The plugin has very few hard requirements nowadays, but the functionality does increase with more sensors. Let’s start with a minimal setup and grow this step by step, and see what functionality is enabled by these steps.

Radar scanner

It won’t come as a surprise to you that you need a supported radar scanner. If you buy new, we recommend the Navico HALO. It has better definition and more features than the Garmin xHD and the older Navico radars, and we don’t support new Garmin or other brand radars yet.

If you buy secondhand make sure the radar is still working. Like all radome antennas they are susceptible to moisture and not all of them will live to be 20 years old! The lifetime of a magnetron is 2000-4000 hours. Digital radars just die of old age.

Compass heading

The plugin requires a compass heading to be able to show the radar image in stabilized, COG up or North up mode. If there is no compass heading it will just show the radar image as received from the scanner, and the image will not be correct during turns or heavy sea conditions that induce yaw.

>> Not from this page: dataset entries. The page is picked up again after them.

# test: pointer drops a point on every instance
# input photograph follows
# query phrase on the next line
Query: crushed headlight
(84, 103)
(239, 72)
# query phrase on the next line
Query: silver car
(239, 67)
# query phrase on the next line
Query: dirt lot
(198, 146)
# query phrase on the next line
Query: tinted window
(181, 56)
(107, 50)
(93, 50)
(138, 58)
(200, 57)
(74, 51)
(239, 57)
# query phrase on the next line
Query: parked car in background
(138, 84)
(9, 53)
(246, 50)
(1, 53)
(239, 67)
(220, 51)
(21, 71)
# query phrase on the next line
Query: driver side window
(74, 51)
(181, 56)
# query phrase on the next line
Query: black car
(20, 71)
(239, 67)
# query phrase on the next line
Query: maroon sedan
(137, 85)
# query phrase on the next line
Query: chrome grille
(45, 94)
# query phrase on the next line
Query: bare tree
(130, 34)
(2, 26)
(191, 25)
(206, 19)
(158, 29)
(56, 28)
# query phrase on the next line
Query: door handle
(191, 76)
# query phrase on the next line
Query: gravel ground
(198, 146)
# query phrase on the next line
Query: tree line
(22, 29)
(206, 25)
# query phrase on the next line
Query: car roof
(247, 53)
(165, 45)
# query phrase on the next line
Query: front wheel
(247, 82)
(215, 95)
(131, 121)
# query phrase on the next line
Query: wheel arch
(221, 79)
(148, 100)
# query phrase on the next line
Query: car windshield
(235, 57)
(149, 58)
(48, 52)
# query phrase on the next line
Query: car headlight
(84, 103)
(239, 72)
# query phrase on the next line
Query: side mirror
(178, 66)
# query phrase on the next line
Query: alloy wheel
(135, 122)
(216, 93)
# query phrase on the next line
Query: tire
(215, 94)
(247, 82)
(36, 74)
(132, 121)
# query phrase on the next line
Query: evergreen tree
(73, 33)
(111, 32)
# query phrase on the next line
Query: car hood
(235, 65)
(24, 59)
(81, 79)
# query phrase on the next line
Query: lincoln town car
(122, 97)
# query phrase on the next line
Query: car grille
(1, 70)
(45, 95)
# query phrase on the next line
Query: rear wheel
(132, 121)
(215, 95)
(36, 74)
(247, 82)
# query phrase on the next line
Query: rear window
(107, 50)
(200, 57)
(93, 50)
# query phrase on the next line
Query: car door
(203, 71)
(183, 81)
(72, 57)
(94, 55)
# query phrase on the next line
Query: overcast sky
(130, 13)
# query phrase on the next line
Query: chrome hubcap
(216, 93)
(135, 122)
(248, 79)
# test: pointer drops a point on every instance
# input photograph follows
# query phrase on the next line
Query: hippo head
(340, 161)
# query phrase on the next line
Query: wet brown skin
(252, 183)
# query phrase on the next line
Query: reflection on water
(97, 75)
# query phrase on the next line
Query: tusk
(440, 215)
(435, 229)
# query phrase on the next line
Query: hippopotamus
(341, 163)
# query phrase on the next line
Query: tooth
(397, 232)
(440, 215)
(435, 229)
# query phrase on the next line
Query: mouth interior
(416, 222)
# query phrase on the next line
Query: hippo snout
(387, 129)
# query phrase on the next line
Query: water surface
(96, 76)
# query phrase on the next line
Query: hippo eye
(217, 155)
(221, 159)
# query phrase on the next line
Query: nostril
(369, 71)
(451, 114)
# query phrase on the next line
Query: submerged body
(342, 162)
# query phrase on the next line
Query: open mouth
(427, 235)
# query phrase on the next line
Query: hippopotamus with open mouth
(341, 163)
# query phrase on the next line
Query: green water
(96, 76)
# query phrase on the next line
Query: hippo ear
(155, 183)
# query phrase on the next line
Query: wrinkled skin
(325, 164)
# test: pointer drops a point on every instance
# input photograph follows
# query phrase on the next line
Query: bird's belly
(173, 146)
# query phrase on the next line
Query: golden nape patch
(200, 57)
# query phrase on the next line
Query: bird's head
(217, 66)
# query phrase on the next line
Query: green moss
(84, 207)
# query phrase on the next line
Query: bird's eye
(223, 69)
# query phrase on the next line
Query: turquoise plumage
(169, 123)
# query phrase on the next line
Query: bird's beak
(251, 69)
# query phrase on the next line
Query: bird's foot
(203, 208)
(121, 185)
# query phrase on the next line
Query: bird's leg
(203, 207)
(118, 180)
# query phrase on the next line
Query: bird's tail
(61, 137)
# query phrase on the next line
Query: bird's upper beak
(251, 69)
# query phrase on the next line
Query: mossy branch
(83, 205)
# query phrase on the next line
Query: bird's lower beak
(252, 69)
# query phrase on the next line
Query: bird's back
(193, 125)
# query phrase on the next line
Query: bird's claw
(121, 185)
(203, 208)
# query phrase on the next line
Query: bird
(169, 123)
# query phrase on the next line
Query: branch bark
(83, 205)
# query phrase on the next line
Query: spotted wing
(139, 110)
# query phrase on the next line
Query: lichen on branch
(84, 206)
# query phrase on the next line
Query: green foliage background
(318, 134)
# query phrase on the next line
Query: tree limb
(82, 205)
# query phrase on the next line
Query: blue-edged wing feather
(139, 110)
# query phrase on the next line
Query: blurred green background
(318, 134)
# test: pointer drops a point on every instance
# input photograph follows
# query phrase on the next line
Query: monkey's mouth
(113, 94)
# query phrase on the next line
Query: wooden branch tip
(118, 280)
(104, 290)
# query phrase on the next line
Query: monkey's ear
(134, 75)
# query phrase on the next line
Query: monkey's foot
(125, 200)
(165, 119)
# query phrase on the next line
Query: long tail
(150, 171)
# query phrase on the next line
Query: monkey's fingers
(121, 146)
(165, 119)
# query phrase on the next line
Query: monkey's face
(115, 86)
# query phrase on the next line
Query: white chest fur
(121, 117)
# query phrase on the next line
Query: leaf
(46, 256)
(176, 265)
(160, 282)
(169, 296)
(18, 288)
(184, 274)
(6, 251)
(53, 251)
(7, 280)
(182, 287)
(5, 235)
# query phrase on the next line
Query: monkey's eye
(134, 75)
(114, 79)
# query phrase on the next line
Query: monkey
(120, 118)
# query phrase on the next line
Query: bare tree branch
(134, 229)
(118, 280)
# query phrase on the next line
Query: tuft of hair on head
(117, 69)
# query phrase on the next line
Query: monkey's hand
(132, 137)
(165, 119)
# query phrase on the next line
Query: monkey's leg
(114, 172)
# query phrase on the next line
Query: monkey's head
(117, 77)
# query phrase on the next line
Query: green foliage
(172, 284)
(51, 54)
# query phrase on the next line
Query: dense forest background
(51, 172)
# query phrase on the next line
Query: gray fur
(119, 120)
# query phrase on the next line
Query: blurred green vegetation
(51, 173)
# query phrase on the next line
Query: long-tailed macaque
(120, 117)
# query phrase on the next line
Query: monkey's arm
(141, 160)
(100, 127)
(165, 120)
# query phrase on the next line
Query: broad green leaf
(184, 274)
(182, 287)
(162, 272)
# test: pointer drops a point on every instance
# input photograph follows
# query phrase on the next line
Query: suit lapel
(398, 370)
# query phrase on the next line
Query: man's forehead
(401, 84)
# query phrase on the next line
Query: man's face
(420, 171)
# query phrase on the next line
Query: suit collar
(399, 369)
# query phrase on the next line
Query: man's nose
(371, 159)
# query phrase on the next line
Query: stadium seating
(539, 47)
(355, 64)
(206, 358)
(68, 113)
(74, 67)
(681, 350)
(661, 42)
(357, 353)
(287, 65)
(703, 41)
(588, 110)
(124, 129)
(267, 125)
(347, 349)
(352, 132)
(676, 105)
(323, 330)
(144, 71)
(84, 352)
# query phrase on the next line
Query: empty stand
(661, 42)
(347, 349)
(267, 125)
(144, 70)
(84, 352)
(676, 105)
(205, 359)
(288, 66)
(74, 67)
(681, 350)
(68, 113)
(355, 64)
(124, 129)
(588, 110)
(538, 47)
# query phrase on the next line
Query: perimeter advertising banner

The higher the compass rate the better the picture will be in difficult circumstances. With Navico Broadband BR24/3G/4G radars use of an RI-10/11 will improve the picture as well, as the heading in use at the moment of creating the spoke (a ray of radar data in a particular direction) is stored with the data.

GPS/GNSS location

The plugin requires a GNSS location (usually GPS) to be able to draw the radar image over the chart (overlay). By default it also requires a compass heading, as COG is not useful at low speeds. There is a setting that allows the use of COG for overlay, but it does mean that the radar overlay is not useful at anchor or other zero/low speed situations. Also is the COG affected by leeway and currents and may point sideways leading to a misplaced overlay picture.